>>5887815>browse the quest>there's literally a vote as to whether to spit or swallowPic related.
>>5887813I think the second-person started and is mainly maintained as just sort of a tradition of this place, like appending "Quest" to most threads' titles. However, I also think it serves a useful purpose. When I read "all these things happen to YOU. Now what do YOU do about it?" and then a series of prompts, it puts me in the headspace of the character -- of being them, not just reading about them for a narrator or hearing them narrate their experiences to me -- more readily. It emphasizes that I'M expected to decide what happens next.
Some of that might just be familiarity, though. I play so many quests that when one DOESN'T do it, it's the rare exception and I feel different towards it than I might if it wasn't the odd-one-out and I was more used to it.
Choose-your-own-adventure books tend to do this as well, and wince they're very much one of questing's spiritual predecessors, it makes sense we tend to do that as well. Games often address the player this way, too; Pokemon doesn't ask "is Red a boy or a girl?" or "do you want to play a boy or a girl?", it asks "Are YOU a boy or a girl?"

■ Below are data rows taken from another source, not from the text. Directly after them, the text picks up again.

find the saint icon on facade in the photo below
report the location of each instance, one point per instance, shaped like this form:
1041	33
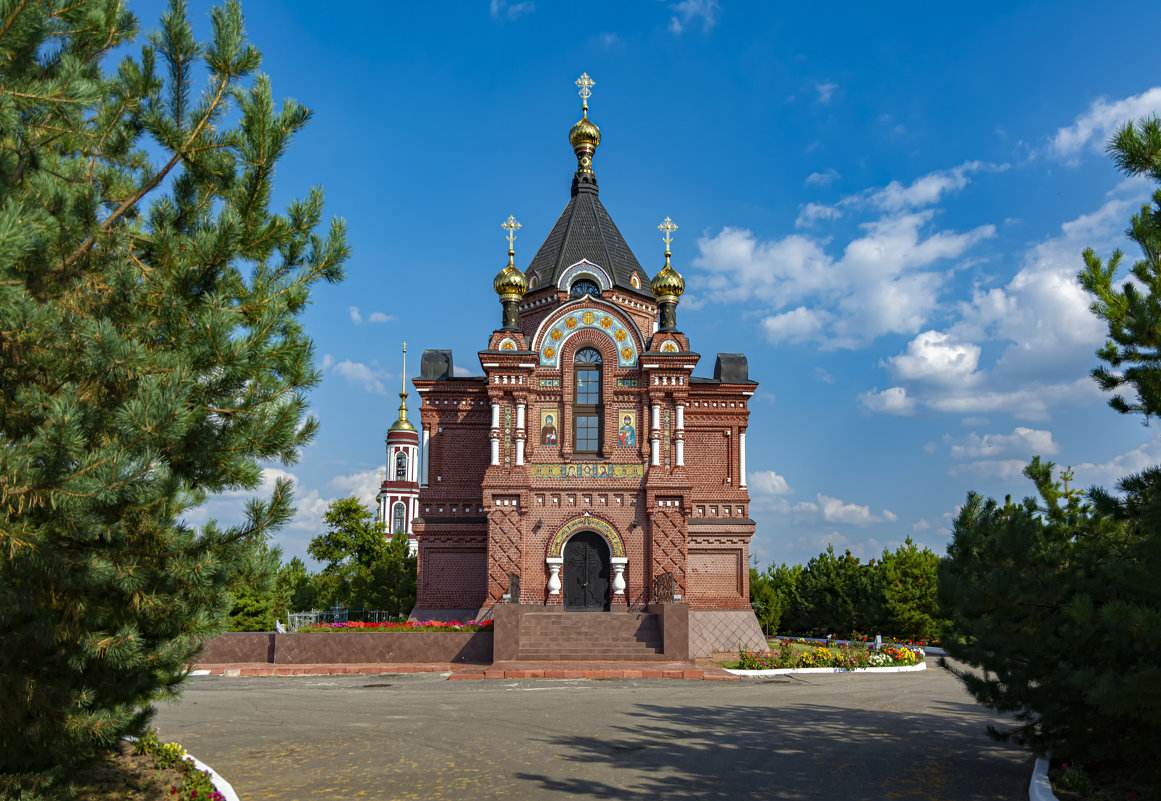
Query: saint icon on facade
627	434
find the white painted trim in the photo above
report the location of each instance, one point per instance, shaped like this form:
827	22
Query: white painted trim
787	671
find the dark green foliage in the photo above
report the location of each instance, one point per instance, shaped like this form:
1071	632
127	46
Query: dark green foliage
1057	599
837	593
150	354
1058	603
363	569
907	581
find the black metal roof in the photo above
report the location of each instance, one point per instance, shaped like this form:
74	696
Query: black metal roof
584	230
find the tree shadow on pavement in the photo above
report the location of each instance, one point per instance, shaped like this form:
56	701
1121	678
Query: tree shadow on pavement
800	751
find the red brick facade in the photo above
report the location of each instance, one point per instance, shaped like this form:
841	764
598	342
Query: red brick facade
506	480
481	521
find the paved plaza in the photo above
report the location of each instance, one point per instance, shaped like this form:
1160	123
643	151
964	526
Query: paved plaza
420	736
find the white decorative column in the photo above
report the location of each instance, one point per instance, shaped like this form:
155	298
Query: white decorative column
741	457
554	574
655	435
519	433
618	564
496	433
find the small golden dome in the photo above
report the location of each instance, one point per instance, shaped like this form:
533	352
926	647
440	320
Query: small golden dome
584	132
668	283
510	283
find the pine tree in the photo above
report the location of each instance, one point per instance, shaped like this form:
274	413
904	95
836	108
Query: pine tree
150	354
1057	599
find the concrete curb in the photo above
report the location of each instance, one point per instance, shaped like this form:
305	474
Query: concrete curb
220	784
1039	788
787	671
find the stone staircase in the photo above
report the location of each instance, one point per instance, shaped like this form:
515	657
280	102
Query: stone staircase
590	636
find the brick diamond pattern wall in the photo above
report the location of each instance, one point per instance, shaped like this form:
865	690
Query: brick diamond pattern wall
669	545
713	630
504	542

>>5887818Your theory of moral physics really helped me steer Dragonborn Antipaladin to (I hope for the players, definitely for me) a more satisfying conclusion, and they help me keep Seekers of the Esoteric on a more consistent sort of trajectory than I think it would have been otherwise, so I owe you a lot for that one. It also has made me a bit more aware of the themes and characterizations in other quests, and the sort of internal logic of right/wrong, good/evil, and possible/impossible that underpin them. Sometimes it means not playing a quest where I know I'll just be frustrated by my worldview and sense of enjoyment being antithetical to the QMs, and sometimes it means putting more effort into understanding where they're coming from so I can really engage properly with their characters and world rather than trying to iceskate uphill.